“For I the LORD love justice; I hate robbery and wrong…” Isaiah 61:8
Studying justice and injustice is generally exhausting; it drains me emotionally. I am thankful justice ultimately belongs to God, that He sustains me as I seek to serve Him in this, and that He is my source of emotional and physical strength.
As I am meandering through the process of finishing school, I still don’t have clear direction on the specifics of how I will be doing justice in a greater capacity once I graduate. My mind goes in so many directions: will I be freelance writing for different relief groups? Will I be working full time in a communications department for an organization that does justice globally (or locally)? I simply do not know. Here is what I do know:
I wrestle with how our culture so often ignores (and often even promotes) injustice. Apathy toward injustice is the giant I feel I am facing in the calling of God’s will on my life.
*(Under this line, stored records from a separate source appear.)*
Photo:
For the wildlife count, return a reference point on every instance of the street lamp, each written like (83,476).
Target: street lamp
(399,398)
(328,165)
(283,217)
I’m not making a blanket statement saying our entire society is apathetic toward injustice, please don’t get me wrong. I know many, many people work hard every day and give their lives to different causes that better the whole of humanity and promote the Kingdom. What I struggle with is a very specific group of individuals in our society – both inside and outside of the Church.
What stops us from doing what we ought to do is guilt, for we are so overwhelmed by the golden rule that it paralyzes us into apathy. Therefore, most of us slip into something more along the lines of a “silver rule” which says, “Do not unto others what you do not want done to yourself.” The silver rule removes our responsibility to do unto others and allows us to passively live a “good life.” We then begin to accept that we cannot change the world and decide to instead do nothing…we must begin to understand that we cannot fully fix the world, but that we can do things to change it.
Those swimming in the eddies of apathy are the individuals I want to speak to. These are the individuals I believe have much purpose and ability to do great things. My question is, how might I strike the core of their hearts and give them courage and promote a desire to act on behalf of the oppressed?